“Gadis cantik seperti kamu tak bisa berbohong.
“Aku tidak berbohong”
“Aku tahu bagaimana pria-pria itu mengejarmu, ingin mendapatkan cintamu. Aku salah satunya”. Akunya.
Meskipun kenangan pahit itu menjadi mimpi burukku, aku tidak mau menjadikan itu alasan aku benci kepada ayah. Walau sakit saat mengingat ketika tidak pernah menikmati masa remajaku seindah aku dibawah naungan bulan purnama, namun aku akui ayahku baik. Ia mengasihiku, menyekolahkanku, dan menyediakan makanan saat ibu sedang sakit. Sekarang aku merindukannya, aku merindukan pelukan ibuku juga.
Aku telah memiliki keluarga baru, suamiku dan tiga anak kami. Yanna, Naldo, Imna. Bukan nama yang kumau. Nenekku yang memberi nama-nama itu. Nama-nama impiannya dulu. Aku tidak dapat menolaknya.
Sembilan tahun menikah. Bukanlah usia yang muda. Memasuki tahun ke-sepuluh seiring dengan lahirnya anak ketiga kami, Imna, suamiku diserang penyakit yang memedihkan. Kau pasti bisa membayangkan, tubuhnya yang kurus itu terserang virus Tuberculoses (TBC) tulang, virus yang kejam menembus tulang-tulangnya yang pipih, akupun menangis karenanya. Tetapi ia pria yang kuat tidak sebanding dengan tubuhnya.

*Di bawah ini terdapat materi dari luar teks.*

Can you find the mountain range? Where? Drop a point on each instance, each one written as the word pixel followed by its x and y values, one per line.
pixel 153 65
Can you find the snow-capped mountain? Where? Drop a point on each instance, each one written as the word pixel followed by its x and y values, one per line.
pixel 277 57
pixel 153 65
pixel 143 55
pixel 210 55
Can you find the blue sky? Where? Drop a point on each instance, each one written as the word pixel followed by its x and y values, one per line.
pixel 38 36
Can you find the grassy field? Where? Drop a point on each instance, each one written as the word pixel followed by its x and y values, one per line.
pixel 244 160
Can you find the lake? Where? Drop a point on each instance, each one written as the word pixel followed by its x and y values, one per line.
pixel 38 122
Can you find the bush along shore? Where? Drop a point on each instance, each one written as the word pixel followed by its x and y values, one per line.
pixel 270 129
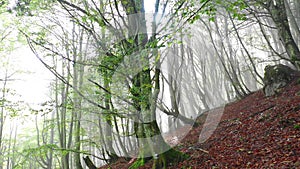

“Hampir sepuluh tahun bersamamu adalah kebahagiaan yang takkan terlupakan bahkan sampai di akhirat”
“Akh, bagaimana mungkin kau bahagia sementara di usia pernikahan kita, kau malah terserang virus” kataku mengeluh.
“Kau wanita yang kuat, tulangku akan kuat saat melihat senyummu”.
“Tapi...
“Jangan kau risaukan aku” kata suamiku menguatkanku.